The concert attracted a varied audience, including college students dressed in T-shirts and shorts and an older, more dressed-up crowd. Everyone slowly trickled in and took their seats and the concert began just after 8 p.m.
Escarpa walked gracefully onto the stage while the audience clapped excitedly.
Without a single word she took a seat, waited for the applause to end and, immediately began to play.
She exuded an air of confidence as she held the guitar with confident poise and as her eyes focused on the instrument as she played.
She began by playing a classical piece by Fernando Sor, “Fantasy No. 7, op. 30.”
The piece was both gentle and strong. It was so gentle at times, that there were certain notes that were barely audible.
Her performance was so natural and so beautiful that it appeared as if she had an emotional connection with the guitar.
The music flowed forth with a seemingly effortless appearance in a true cooperation between human and instrument.
The audience was silently enthralled.
Each member focused on her every move, every note, and every chord.
The varieties of sounds emanating from the guitar were in such a variety I had never heard before, yet they sounded so perfect together.
The variations played like a story with different chapters and each new chapter led the audience into another emotional direction.
The first set lasted 10 minutes after which the audience broke into an applause as Escarpa stood up holding her guitar and with a smile bowed to the gracious crowd.
She played with no amplification, no microphones at all. The only sound was the pure beauty of each note from each string as she played.
She gave emphasis to certain parts of the sonatas that followed by swaying slightly back and forth and with a slight tapping of her heal and a nodding of hear head.

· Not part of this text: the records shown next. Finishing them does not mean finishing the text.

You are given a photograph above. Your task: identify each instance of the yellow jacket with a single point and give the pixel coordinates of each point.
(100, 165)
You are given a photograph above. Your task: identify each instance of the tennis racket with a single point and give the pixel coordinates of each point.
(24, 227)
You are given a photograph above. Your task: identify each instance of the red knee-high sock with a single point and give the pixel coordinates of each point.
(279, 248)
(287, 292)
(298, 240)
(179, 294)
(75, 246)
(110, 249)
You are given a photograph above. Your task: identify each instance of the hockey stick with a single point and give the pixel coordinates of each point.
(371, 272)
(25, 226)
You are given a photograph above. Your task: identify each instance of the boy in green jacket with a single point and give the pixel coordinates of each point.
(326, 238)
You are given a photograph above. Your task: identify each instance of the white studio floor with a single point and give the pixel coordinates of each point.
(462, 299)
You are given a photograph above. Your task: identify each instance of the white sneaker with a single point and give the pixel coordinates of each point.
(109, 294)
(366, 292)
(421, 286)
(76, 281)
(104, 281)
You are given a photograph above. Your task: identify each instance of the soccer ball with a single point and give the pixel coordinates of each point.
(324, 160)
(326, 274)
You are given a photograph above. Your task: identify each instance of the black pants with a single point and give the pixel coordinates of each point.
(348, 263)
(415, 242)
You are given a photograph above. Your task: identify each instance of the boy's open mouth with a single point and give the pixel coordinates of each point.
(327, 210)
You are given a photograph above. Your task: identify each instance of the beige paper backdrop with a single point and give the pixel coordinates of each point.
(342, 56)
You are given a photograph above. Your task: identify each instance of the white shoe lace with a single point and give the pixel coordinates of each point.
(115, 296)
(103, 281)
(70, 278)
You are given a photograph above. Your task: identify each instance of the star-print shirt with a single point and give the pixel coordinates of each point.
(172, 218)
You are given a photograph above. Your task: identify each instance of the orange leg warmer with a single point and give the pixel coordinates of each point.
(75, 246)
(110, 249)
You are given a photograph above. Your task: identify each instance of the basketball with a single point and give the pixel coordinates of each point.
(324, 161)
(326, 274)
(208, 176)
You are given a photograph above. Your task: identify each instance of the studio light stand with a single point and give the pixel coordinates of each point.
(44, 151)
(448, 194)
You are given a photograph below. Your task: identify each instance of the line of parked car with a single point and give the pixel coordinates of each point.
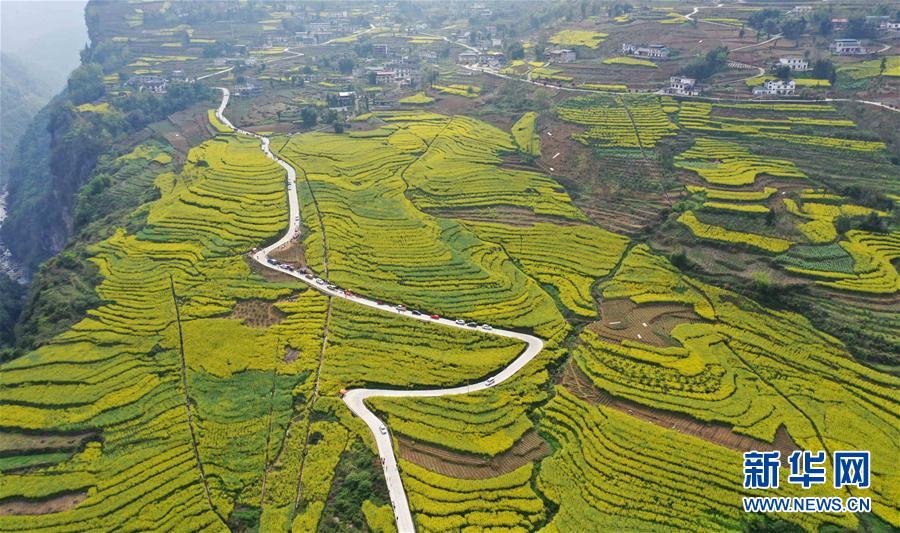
(400, 308)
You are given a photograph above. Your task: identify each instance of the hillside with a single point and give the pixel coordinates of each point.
(413, 266)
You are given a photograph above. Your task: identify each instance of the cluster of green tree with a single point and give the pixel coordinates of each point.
(11, 295)
(358, 477)
(822, 69)
(704, 67)
(774, 21)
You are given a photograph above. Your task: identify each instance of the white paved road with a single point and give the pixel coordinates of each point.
(355, 398)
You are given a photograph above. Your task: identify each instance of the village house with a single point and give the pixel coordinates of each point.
(561, 56)
(384, 77)
(469, 57)
(343, 101)
(839, 24)
(248, 88)
(655, 51)
(847, 47)
(776, 88)
(148, 82)
(683, 86)
(795, 63)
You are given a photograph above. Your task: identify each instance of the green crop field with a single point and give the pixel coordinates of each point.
(526, 136)
(705, 276)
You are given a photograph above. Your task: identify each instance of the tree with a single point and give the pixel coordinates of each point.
(86, 84)
(823, 69)
(858, 28)
(346, 64)
(515, 50)
(308, 117)
(783, 72)
(702, 68)
(794, 28)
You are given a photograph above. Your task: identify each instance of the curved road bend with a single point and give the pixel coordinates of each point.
(355, 398)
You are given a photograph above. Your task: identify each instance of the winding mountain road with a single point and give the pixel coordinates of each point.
(355, 399)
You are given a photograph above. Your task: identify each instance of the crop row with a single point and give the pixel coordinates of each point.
(718, 233)
(569, 258)
(614, 472)
(440, 503)
(728, 163)
(763, 360)
(615, 121)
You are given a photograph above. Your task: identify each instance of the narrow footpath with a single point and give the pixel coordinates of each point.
(355, 399)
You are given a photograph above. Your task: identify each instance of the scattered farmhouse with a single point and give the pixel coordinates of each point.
(847, 47)
(839, 24)
(150, 83)
(795, 63)
(776, 88)
(682, 86)
(469, 57)
(561, 56)
(654, 51)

The first half of the program lasted over an hour with only slight pauses between songs in which Escarpa tuned her guitar slightly for the next song. The last piece before intermission was “Le Fandango varie” by Dioniso Aguado. This piece was quiet and gentle and it struck as ideal music to study by or to enjoy while unwinding quietly.

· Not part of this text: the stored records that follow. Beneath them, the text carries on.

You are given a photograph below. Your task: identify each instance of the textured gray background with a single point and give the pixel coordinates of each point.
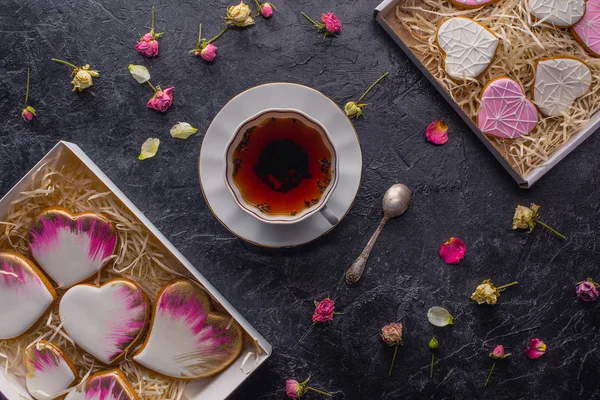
(459, 189)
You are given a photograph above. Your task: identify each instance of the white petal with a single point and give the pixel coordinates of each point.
(149, 148)
(139, 73)
(182, 130)
(439, 316)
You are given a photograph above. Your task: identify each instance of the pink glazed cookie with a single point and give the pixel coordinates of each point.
(587, 30)
(504, 111)
(471, 3)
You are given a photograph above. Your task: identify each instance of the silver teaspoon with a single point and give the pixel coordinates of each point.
(395, 202)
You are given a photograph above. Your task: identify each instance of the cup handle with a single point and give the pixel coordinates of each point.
(329, 216)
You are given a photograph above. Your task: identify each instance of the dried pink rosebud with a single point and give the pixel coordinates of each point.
(536, 349)
(453, 250)
(266, 10)
(209, 52)
(148, 45)
(27, 113)
(332, 23)
(324, 310)
(391, 334)
(437, 132)
(162, 100)
(587, 290)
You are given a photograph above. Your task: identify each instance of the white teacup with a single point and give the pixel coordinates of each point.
(261, 214)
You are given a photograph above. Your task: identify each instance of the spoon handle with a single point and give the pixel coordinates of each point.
(357, 268)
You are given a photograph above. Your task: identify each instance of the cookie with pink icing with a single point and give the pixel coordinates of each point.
(25, 294)
(187, 339)
(71, 248)
(587, 30)
(504, 111)
(468, 4)
(105, 321)
(49, 371)
(105, 385)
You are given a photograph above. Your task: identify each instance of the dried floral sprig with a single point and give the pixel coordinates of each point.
(587, 290)
(27, 112)
(433, 346)
(239, 15)
(486, 292)
(162, 99)
(295, 389)
(497, 354)
(528, 217)
(83, 75)
(437, 132)
(264, 9)
(205, 48)
(453, 250)
(354, 109)
(391, 334)
(148, 45)
(330, 24)
(536, 349)
(149, 148)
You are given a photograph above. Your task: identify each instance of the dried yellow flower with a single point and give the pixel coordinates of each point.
(239, 15)
(525, 217)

As the lights came on the enjoyment of the audience became more apparent. While more subdued than the average rock concert crowd, wide eyes and open mouths gave evidence to how pleased and impressed they were with the performance.
The second half of the concert was equally impressive featuring a number of preludes by Heitor Villa-Lobos. The preludes featured both fast and slow sections all played with amazing control.
The last of the preludes was especially impressive and featured a section of lower notes which gave it a more serious tone.
Her last prepared material consisted of three Venezuelan waltzes which again were executed beautifully.
The crowd was so impressed by what they heard, that when she was finished the applause was impressive in itself.
Margarita left the stage and returned without her guitar to take her final bow before the audience.
The audience responded with an enthusiastic standing ovation, obviously searching for an encore.
As with the rest of the concert they were not disappointed. Escarpa answered back with not one but two amazing encore performances, the last of which made my mouth drop.
A classical guitar concert was not how I had imagined spending my Saturday night, but I was more than impressed. Though it may not be your type of music, anyone with respect for pure musical talent will truly enjoy what Escarpa has to offer.